Seens they can make a good indy engine surely theycan do better in F1 what happened to the oid Japanese way of copying the best rival and making it better

You cannot compare the very simple Indy engines with the stratospheric level of technology in a modern F1 engine.

An Indy engine is a 2.2 liter twin turbo v6 with around a max of 700 bhp. More importantly it has no fuel flow restriction so they can keep pumping fuel into it. From an engineering perspective this is not hard to do. You can get a road engine to those levels although lifetime might be an issue.

A modern F1 engine from the energy recovery systems is a 1.6 liter v6 and the massive issue here is that it is fuel flow restricted to a max of 100kg per hour. This is the kicker as all the benefits are now in engine efficiency and specifically in extreme lean burn engines. This is what Honda are struggling with mostly although ancillery systems are a part of their problems as well.
 
Seens they can make a good indy engine surely theycan do better in F1 what happened to the oid Japanese way of copying the best rival and making it better

As I have explained on here many times, that is not how they develop engines now, nor how they have done so for the past 30 years in motorsport.
 
just in case some younger F1 fans are confused, it may be useful to point out the villeneuve /arnoux overtaking was all at the very end of one race, not a high-light reel spanning their entire careers.


vuk.

And it's probably worth remembering that driving and overtaking like that was unheard of even then so rose tinted spectacles are the filter of choice.
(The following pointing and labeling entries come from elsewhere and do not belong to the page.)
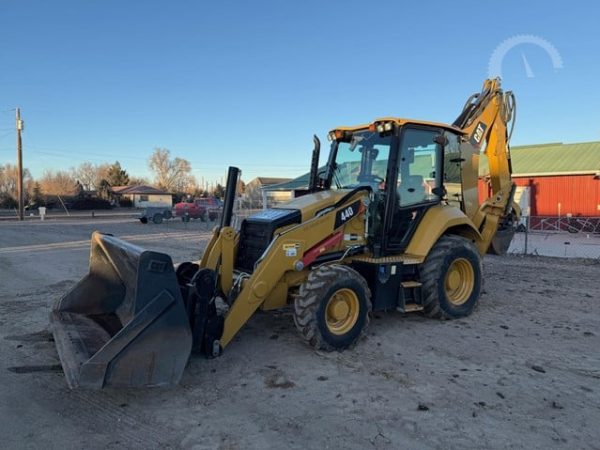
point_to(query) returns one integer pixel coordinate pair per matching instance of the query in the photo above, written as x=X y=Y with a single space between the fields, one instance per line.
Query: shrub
x=125 y=202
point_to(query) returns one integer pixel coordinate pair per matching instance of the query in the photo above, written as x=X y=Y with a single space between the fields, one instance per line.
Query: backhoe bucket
x=124 y=324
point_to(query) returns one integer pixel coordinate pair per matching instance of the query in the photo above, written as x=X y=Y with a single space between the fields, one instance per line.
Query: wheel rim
x=341 y=312
x=460 y=281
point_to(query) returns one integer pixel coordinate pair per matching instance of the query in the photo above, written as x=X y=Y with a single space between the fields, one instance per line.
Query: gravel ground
x=522 y=372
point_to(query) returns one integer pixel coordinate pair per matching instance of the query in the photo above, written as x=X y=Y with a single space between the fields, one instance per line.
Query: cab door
x=415 y=184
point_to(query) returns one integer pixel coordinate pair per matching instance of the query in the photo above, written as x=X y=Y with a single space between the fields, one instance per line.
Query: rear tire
x=332 y=308
x=451 y=278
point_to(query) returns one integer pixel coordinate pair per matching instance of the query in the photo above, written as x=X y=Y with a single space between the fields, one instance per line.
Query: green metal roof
x=527 y=160
x=553 y=159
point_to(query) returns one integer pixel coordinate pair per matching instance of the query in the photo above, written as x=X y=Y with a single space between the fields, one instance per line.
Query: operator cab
x=404 y=167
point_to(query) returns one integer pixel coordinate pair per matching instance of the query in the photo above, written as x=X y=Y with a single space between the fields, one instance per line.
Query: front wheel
x=332 y=308
x=452 y=278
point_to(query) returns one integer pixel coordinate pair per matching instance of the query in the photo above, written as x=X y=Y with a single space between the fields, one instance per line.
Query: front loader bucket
x=124 y=324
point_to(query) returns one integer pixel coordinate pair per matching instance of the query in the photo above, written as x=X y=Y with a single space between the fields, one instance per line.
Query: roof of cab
x=400 y=122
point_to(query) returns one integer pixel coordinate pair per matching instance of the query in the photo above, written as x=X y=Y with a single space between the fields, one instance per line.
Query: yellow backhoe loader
x=392 y=222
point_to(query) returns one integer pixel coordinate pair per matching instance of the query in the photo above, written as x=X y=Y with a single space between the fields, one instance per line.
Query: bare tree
x=90 y=175
x=8 y=180
x=58 y=182
x=173 y=175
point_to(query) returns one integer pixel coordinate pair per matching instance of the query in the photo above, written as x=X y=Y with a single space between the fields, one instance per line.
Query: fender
x=439 y=220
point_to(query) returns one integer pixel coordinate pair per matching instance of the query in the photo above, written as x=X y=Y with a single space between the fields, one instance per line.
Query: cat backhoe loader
x=392 y=222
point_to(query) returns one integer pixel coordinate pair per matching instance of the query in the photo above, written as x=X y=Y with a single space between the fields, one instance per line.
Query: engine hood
x=310 y=204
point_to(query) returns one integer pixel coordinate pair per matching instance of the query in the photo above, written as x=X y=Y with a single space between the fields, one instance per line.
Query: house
x=143 y=196
x=257 y=192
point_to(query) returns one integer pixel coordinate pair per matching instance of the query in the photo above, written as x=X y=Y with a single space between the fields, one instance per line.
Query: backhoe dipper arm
x=484 y=121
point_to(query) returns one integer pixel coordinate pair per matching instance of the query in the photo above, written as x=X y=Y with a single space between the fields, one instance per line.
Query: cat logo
x=478 y=134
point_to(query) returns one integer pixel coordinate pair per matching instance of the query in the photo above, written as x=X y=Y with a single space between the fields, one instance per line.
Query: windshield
x=362 y=161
Also Arnoux drove a shit race that day and was destroyed by his teammate IIRC - annoying given that it was almost 40 years ago and I cannot remember yesterday.
 
And it's probably worth remembering that driving and overtaking like that was unheard of even then so rose tinted spectacles are the filter of choice. Also Arnoux drove a shit race that day and was destroyed by his teammate IIRC - annoying given that it was almost 40 years ago and I cannot remember yesterday.
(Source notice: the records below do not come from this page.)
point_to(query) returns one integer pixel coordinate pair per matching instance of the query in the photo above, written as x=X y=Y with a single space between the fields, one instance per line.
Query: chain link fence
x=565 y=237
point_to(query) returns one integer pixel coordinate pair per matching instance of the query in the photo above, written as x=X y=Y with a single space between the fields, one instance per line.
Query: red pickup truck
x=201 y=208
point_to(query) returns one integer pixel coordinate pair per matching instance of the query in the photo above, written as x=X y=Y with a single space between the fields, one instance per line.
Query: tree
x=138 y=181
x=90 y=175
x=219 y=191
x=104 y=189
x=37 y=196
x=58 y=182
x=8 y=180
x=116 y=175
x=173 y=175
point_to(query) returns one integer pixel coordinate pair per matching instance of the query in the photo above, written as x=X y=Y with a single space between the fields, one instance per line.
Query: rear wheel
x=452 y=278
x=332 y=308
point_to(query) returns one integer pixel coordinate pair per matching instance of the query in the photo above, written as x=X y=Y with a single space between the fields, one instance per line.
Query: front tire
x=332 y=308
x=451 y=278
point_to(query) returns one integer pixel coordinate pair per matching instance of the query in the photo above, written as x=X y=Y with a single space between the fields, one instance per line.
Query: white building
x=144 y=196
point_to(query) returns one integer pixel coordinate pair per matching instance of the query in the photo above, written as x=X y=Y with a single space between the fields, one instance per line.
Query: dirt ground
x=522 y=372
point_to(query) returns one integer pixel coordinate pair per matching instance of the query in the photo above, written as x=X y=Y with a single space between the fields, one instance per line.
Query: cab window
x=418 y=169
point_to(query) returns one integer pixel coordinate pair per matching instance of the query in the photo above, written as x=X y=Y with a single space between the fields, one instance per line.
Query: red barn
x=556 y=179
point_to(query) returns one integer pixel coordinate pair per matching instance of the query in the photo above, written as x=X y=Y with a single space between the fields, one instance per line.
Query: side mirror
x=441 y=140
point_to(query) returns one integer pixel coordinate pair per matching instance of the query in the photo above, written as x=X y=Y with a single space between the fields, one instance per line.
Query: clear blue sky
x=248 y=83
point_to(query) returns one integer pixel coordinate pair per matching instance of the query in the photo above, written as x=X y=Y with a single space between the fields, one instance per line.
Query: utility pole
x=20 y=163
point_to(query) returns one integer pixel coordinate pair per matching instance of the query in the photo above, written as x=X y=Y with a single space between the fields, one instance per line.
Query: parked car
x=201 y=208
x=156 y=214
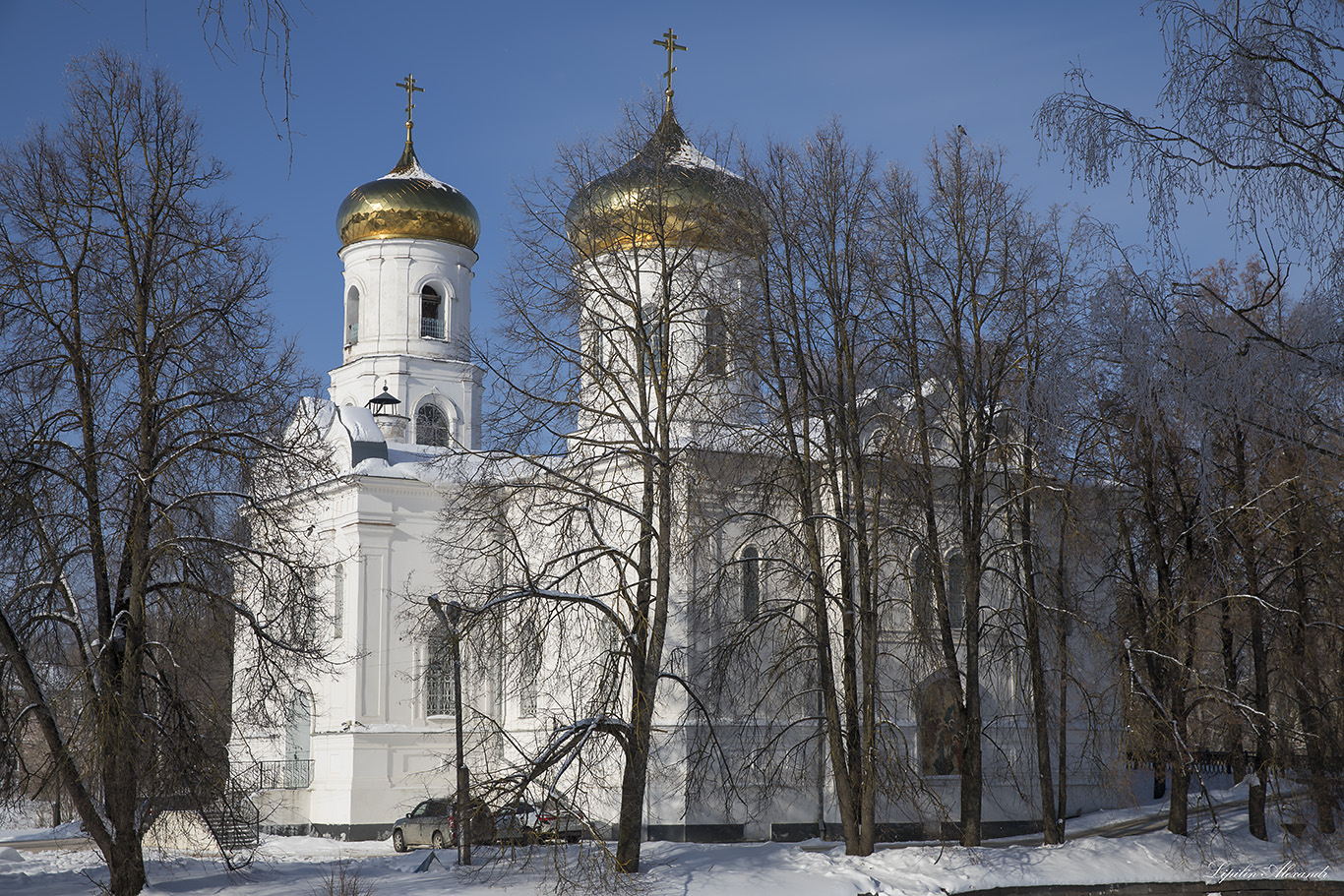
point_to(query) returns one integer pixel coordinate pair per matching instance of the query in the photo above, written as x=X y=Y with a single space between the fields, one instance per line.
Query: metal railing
x=278 y=774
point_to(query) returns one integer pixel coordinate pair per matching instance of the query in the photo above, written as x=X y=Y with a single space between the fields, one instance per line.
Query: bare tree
x=1252 y=105
x=975 y=279
x=812 y=507
x=599 y=414
x=148 y=402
Erm you'll find that wasn't entirely untypical of Villeneuve's season: Smooth, dominating win at Kyalami (managed his tyres superbly), excellent win at Long Beach, a fantastic drive through the field to 3rd place after replacing a wing at Zolder only to run out of fuel on the last lap, the overtake of the year at Zandvoort, the start of the year at Austria (from sixth to first), the only driver capable of living with Jones in Canada and the ridiculous wet-weather qualifying at Watkins Glen. In the words of Nigel Roebuck: 'Scheckter was second fastest, on 2m 11.029s. Villeneuve’s time was rather quicker: 2m 01.437s! At one stage Jacques Laffite came and joined us on the pitwall, and he, too, was mesmerised. “Look at him,” he said, as the Ferrari skittered by at 160mph. “He’s different from the rest of us. On a separate level…”

Sadly missed.
 
Erm you'll find that wasn't entirely untypical of Villeneuve

Sadly missed.

Somewhere I have a picture of me as a proud 14 year old standing with him in the pit at Silverstone on his GP debut.
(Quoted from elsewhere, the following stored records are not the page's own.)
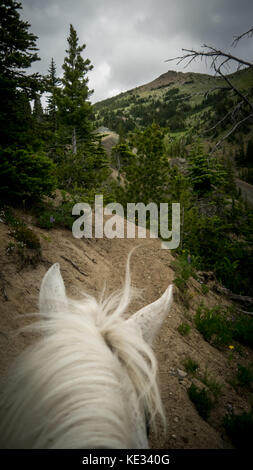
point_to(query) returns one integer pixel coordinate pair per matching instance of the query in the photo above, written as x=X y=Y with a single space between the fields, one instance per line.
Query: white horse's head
x=90 y=380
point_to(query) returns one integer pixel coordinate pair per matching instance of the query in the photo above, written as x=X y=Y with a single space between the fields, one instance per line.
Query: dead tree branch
x=220 y=61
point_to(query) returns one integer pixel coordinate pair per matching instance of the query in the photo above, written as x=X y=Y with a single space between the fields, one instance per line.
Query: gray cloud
x=129 y=41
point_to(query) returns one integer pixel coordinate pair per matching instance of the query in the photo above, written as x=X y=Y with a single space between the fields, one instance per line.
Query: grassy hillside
x=186 y=103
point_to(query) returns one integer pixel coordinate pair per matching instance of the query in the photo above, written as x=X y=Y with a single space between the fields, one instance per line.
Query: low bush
x=239 y=429
x=25 y=175
x=201 y=400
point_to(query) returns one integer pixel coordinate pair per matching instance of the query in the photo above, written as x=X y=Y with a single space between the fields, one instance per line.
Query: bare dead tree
x=220 y=62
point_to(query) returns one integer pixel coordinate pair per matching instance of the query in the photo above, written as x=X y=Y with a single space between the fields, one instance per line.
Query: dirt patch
x=86 y=265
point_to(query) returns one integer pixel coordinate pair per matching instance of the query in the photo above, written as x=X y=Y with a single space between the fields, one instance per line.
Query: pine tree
x=37 y=109
x=17 y=53
x=147 y=174
x=74 y=107
x=53 y=83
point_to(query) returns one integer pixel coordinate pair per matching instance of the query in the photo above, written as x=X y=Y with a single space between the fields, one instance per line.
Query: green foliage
x=122 y=156
x=184 y=329
x=219 y=328
x=18 y=52
x=72 y=99
x=86 y=169
x=204 y=289
x=27 y=245
x=204 y=171
x=183 y=271
x=214 y=325
x=190 y=366
x=239 y=429
x=242 y=330
x=26 y=236
x=53 y=217
x=201 y=400
x=147 y=172
x=213 y=385
x=25 y=175
x=244 y=376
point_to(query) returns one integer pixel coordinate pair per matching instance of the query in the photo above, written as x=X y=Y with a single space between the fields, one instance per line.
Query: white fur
x=90 y=378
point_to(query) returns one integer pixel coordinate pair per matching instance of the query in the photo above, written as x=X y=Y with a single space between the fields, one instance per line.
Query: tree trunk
x=74 y=141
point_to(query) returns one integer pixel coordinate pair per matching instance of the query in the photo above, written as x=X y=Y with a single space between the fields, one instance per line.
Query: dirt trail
x=104 y=260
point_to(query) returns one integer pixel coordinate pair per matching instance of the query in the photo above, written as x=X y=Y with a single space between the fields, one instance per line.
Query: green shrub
x=244 y=376
x=204 y=289
x=184 y=329
x=213 y=325
x=242 y=330
x=26 y=236
x=239 y=429
x=190 y=366
x=201 y=400
x=25 y=175
x=57 y=216
x=214 y=386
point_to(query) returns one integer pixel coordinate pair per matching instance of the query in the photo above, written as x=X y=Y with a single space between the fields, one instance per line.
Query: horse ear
x=52 y=291
x=151 y=317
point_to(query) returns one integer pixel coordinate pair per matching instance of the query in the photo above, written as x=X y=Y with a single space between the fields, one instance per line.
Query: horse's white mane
x=73 y=387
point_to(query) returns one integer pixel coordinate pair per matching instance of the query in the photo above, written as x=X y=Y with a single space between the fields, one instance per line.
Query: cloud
x=129 y=41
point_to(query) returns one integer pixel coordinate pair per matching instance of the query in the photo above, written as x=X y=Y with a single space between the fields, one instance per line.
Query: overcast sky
x=128 y=41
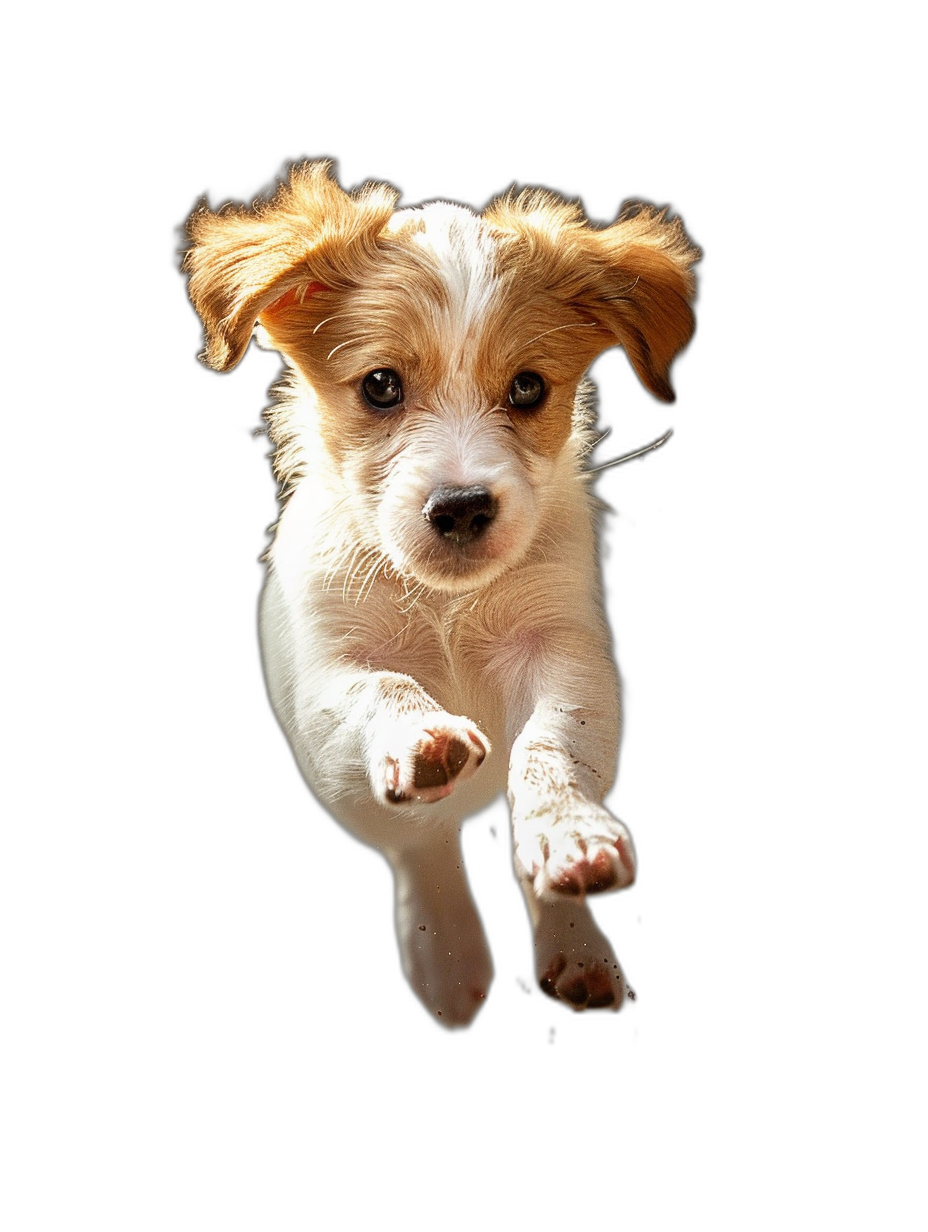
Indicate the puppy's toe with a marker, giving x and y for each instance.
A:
(430, 755)
(576, 851)
(574, 964)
Rose tinted specs imho. The reason the French drive is so remembered today is that it was the exception rather than the rule. Gilles was combative and could outperform an underperforming car. He never showed that he could aid the development of and excel in an exceptional car.
 
Shock news, Button to drive at Monaco this year in place of Alonso! WTF is going on with Alonso doing Indy 500?